10 Edibles For Spring – Appalacia
Spring can take a bit of a slow pace to start in the eastern states but when it does there is no shortage of wild edibles to take advantage of. Whether it’s a short walk through your local woods or looking around your front yard there is an endless supply of opportunities to begin a wild foods adventure. Here is a collection of 10 easy to find wild edibles common across Appalachia and beyond.
Growing along riverbanks and in moist forests, ostrich fern is a tall erect fern that produces some of the most coveted greens of the spring. Known as fiddleheads, given their resemblance to the top of a violin, these young shoots begin growing in early spring and when they reach a maximum of 10 cm they are harvested and either steamed or sautéed into a wonderful springtime meal. Ostrich ferns like open woodland and are found across the east coast and far beyond. Each frond grows up to 1.5 meters and has a vibrant green color.
An important plant for early colonists in the United States, pokeweed is a great early spring green to try harvesting. It grows up to 2 meters in height and has large green leaves with pointed tips. The stems can be eaten like asparagus and the leaves like spinach but must never be eaten raw. When preparing it for a meal it must be boiled in two changes of water to dissolve the toxic portions of the plant. Once the stems begin to turn red and the plant exceeds 20 cm then leave it and find newer growth to harvest. If prepared correctly and at the right time it can make a delightful addition to any meal and there are many traditional southern recipes using this wild green.
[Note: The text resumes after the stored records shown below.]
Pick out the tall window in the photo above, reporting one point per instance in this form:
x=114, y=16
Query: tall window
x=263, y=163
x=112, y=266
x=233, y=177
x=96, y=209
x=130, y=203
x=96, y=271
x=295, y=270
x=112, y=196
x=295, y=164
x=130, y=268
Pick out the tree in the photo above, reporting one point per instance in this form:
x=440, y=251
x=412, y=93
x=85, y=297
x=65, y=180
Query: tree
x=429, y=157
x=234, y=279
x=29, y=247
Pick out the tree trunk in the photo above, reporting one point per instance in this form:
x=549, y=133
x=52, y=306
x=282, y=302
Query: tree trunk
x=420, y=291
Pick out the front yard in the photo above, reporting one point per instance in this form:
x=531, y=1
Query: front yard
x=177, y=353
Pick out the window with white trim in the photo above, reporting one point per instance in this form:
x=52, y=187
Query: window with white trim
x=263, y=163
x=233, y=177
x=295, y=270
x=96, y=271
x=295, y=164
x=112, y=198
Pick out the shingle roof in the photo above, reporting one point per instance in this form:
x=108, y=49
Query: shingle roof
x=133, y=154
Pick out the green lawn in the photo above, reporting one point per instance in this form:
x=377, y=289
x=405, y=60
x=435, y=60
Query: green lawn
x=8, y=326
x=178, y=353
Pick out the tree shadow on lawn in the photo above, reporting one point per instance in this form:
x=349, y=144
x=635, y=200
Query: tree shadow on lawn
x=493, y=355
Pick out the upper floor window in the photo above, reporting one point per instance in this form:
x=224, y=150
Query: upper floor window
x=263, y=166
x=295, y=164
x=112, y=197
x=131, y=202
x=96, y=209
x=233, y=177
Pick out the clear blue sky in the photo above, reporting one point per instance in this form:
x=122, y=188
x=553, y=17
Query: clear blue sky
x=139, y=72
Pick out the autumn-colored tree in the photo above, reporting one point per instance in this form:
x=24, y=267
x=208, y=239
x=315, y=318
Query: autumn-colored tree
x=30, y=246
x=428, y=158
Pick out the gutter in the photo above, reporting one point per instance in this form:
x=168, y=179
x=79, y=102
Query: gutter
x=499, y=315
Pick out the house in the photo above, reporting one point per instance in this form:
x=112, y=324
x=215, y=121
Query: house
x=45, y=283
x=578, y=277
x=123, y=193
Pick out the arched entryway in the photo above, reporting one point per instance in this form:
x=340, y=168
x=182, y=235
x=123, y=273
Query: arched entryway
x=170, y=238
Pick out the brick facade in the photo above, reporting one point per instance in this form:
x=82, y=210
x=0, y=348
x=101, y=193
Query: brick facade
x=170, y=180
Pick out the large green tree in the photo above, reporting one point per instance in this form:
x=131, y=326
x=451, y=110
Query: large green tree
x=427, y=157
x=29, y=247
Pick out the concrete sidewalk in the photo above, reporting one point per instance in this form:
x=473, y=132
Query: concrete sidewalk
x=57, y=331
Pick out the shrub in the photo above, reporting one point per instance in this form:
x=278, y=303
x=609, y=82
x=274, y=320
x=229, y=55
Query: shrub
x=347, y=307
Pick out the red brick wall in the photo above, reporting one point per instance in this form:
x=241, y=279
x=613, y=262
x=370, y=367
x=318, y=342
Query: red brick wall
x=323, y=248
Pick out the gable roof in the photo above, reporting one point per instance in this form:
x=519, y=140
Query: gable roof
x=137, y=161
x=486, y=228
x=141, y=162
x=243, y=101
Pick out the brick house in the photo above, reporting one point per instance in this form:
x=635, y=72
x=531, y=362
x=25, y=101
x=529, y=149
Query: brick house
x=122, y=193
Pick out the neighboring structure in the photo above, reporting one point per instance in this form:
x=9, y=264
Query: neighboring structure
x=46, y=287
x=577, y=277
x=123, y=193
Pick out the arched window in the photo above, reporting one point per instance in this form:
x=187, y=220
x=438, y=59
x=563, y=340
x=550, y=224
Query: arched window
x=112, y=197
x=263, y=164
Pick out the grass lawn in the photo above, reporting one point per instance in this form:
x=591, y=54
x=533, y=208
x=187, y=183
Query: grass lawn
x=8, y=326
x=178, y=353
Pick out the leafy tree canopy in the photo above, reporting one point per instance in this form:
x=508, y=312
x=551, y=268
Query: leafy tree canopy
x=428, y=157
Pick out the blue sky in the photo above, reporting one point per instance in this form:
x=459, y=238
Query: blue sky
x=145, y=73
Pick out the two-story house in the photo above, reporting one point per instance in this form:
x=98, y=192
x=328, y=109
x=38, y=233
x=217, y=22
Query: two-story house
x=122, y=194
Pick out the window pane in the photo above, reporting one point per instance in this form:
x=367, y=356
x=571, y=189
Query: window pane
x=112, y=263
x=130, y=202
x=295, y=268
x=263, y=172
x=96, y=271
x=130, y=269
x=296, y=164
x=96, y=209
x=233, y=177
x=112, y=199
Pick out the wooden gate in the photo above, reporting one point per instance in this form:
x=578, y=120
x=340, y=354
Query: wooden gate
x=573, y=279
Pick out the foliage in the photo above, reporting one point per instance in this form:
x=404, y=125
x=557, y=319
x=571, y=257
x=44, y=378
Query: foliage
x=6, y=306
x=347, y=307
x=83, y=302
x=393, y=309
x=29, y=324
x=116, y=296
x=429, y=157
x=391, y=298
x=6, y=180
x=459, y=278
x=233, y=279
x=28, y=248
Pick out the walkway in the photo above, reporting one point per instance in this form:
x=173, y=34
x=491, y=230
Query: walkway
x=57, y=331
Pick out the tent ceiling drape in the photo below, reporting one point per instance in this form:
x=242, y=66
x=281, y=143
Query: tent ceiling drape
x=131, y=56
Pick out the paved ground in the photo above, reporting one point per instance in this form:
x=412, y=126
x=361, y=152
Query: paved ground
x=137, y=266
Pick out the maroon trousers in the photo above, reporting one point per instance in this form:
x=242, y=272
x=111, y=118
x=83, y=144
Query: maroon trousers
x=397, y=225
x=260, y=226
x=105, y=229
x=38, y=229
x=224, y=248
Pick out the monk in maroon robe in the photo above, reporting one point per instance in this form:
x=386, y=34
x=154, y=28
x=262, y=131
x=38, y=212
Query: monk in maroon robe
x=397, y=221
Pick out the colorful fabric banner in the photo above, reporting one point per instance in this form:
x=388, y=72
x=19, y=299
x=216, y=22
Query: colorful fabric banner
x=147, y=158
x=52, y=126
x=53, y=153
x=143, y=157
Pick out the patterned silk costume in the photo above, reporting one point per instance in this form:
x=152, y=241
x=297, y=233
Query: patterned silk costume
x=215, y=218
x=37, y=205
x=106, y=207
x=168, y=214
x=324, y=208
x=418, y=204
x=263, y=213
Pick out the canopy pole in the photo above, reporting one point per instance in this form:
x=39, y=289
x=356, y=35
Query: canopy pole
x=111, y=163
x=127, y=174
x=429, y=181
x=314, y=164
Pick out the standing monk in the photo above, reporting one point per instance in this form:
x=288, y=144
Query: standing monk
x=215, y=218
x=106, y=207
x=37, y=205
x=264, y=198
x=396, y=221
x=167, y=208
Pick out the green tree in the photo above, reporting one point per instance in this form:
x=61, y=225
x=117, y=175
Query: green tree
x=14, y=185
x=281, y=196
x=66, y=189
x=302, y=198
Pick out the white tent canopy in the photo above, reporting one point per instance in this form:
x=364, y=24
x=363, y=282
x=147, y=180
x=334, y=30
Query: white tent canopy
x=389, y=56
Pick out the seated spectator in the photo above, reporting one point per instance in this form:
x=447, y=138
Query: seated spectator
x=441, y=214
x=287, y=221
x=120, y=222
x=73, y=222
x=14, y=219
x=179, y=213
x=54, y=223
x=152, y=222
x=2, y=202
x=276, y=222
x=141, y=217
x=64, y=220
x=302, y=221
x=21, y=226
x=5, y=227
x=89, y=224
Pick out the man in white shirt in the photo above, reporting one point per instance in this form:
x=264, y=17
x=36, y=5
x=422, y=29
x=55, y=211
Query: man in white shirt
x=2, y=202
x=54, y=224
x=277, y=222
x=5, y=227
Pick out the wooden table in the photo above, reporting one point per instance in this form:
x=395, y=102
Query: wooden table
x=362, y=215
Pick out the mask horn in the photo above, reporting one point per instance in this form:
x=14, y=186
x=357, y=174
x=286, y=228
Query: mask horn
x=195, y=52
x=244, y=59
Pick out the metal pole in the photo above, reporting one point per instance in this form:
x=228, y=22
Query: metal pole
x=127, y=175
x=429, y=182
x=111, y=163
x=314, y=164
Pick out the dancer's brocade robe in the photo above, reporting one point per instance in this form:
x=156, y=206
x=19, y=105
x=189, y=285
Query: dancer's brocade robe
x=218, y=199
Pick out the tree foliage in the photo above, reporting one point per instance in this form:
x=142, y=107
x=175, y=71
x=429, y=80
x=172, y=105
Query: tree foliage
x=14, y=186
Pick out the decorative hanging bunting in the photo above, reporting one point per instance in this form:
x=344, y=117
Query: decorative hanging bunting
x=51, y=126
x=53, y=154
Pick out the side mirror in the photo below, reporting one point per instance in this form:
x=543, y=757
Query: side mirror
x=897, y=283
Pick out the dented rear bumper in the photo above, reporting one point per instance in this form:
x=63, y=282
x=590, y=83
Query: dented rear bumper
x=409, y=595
When exploring the forests of Appalachia in spring keep your nose tuned for the scent of garlic or onion. This signals the presence of a delicious wild green not to be missed, ramps. The wide leaves with lateral lines traveling up from the base of each are packed with a strong flavour that makes a great addition to every dish you add them to. They appear in spring, covering the forest floor and make good harvesting because of the huge quantities they produce.
This tiny plant with leaves similar in appearance to clover grows as a groundcover all over the forests of Appalachia and beyond. It is also found growing in people’s yards so this makes it an easy wild plant to forage in the spring. The whorls of heart-shaped leaves and tiny yellow, white, or pink flowers make it quite a striking plant to come across when out for a walk through the forest. Harvest the tiny leaves, without blemishes, and add them to salads or use them as a wild garnish to meat dishes.
Blackberry is a well-known plant that grows around North America and is most utilized for the large juicy berries that cause even the sturdiest stem to droop towards the ground. But in early spring when the new growth starts to emerge from the ground they can be harvested and added to a meal as a tasty springtime green. Peel back the outer skin of the shoot to remove the spines and tough skin to reveal a tender vegetable. Blackberry is an aggressive spreading vine that can cover large areas with its thick prickly stems. The white flowers form large clusters and when fertilized they turn into huge masses of black lobed berries. While you’re waiting for the berries to come into season, give the shoots a try.
There are a variety of pine trees found across Appalachia, each like the pitch pine and Virginia pine have long pine needles and produce large cones. They can grow over 80 meters tall and have thick scaly bark. Their culinary use is the needles that cover each and every branch. These needles, especially the young ones in the spring, are used to make a refreshing tea high in vitamin C. Caution should be given to consuming this tea to any pregnant women because it can act as an abortifacient.
Scallions are in the onion family and their thin hollow leaves grow in clusters producing quite good harvesting for a small space. They are used the same as scallions or chives you would get from the store and have a strong onion flavour that adds an extra wild flavour to each dish they are added to. They are very similar to ramps and grow in pretty much the same locations as you would find these other wild edibles. Look for them when you are out in the forest next and enjoy their strong flavour.
Wintergreen is a low growing creeper that contains a strong flavoured oil that was once used to flavour candies and spice mixtures. The small oval-shaped leaves are evergreen and can be harvested at any time of the year but like any other wild plant, the best flavours come from the newest growth. Look for the leaves growing in moist woods and clearings in your area and use them as a minty-flavouring agent or do a bit of a research and make an extract with them.
Japanese knotweed is an invasive plant that has spread across North America with a voracious appetite for native plant habitat. It spreads and chokes out native species. The tender shoots, resembling bamboo, can be harvested in spring and eaten. They have a similar flavour to rhubarb. Even though it is edible it is very invasive and many municipalities have intensive programs to eradicate the species and due to this challenge the method most often utilized is injecting herbicides into the stems of the plant. It would be dangerous to ingest plants that have been treated this way so always check with your local municipality to see if there is a risk before harvesting.
Bittercress is another plant that most people have come across but because they think of it as an obnoxious weed they discredit its edible properties. The short stems with small irregularly shaped circular leaves can be picked and added to salads. They have a delicate flavour and are not bitter as the name might have you believe. Bittercress is a short plant only growing few centimeters tall. It may be inconspicuous amongst your yard but it is a great wild edible to try out this spring.